Hacía una hora que habían terminado de almorzar. La
colonia estaba en silencio. Los niños seguramente estarían en la pileta del
club o en el arroyo, disfrutando del verano. En los tiempos modernos que corren
ya ningún padre obligaba a sus hijos a dormir la siesta.
Don Pedro llevó una silla bajo el nogal y se sentó. También
llevaba un libro.
Miró hacia la huerta. Las plantas de tomates
florecían. Algún pájaro atrevido picoteaba la
lechuga. Más allá, los frutales exhibían sus ciruelas y sus manzanas. La casa
estaba en silencio. Don Pedro era viudo y vivía solo desde hacía cinco años.
Miró la tapa del libro: un
grupo de niños con juegos tradicionales parecían mirarlo desde el pasado e
invitarlo a jugar los juegos que jugó cuando fue niño igual que ellos.
Una profunda nostalgia
anidó en su alma. Recordó a su madre, muerta hacía tantos años que ya ni sabía
cuántos, a sus hermanos y a sus primos, los amigos, la escuela primaria…
Los ojos se le llenaron de
lágrimas. La vida había pasado tan rápido.

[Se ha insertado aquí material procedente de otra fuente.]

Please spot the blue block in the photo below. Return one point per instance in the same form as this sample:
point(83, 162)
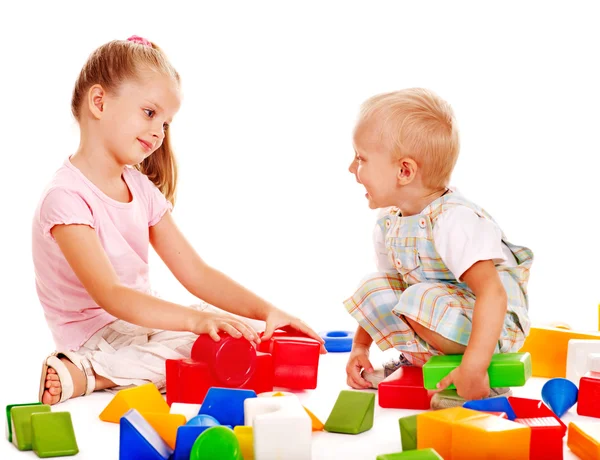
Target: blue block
point(337, 341)
point(226, 405)
point(500, 404)
point(139, 441)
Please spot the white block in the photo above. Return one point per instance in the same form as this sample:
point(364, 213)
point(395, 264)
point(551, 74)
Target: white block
point(582, 356)
point(187, 410)
point(281, 428)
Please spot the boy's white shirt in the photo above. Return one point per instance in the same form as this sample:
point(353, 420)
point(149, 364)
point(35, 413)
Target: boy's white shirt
point(461, 238)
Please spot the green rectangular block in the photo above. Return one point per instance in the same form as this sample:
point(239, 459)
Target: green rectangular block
point(53, 434)
point(408, 432)
point(506, 369)
point(8, 420)
point(421, 454)
point(352, 412)
point(21, 424)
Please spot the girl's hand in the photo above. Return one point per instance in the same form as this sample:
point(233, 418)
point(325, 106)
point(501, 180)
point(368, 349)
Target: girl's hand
point(470, 382)
point(278, 319)
point(211, 323)
point(359, 360)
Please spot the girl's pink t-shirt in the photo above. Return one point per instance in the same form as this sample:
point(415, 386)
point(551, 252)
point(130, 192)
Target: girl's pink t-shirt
point(123, 230)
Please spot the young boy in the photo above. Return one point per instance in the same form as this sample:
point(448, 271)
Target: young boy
point(449, 281)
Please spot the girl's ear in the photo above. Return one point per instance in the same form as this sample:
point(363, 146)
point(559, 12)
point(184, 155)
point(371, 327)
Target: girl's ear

Abrió el libro y, antes de
empezar a leer, lo ojeó. Y un universo casi olvidado renació en su memoria,
junto a decenas de vivencias, remembranzas de personas y lugares que ya casi no
existían comenzaron a surgir como si nunca se hubieran ido. El libro traía al
presente la niñez en la colonia de antaño. Rescataba al Pelznickel, al
Christkindie, las tradicionales celebraciones de Navidad y de Año Nuevo, la
manera de educar de los padres, la severidad de las maestras de entonces y sus
métodos de enseñanza, canciones infantiles… Don Pedro, desbordado por la
emoción, tarareó: Tros, tros, trillie, der Bauer ot ain Fillie…”.
El libro que tenía en sus manos era “La infancia de los alemanes del
Volga”, del escritor Julio César Melchior. (Autor: Julio César Melchior).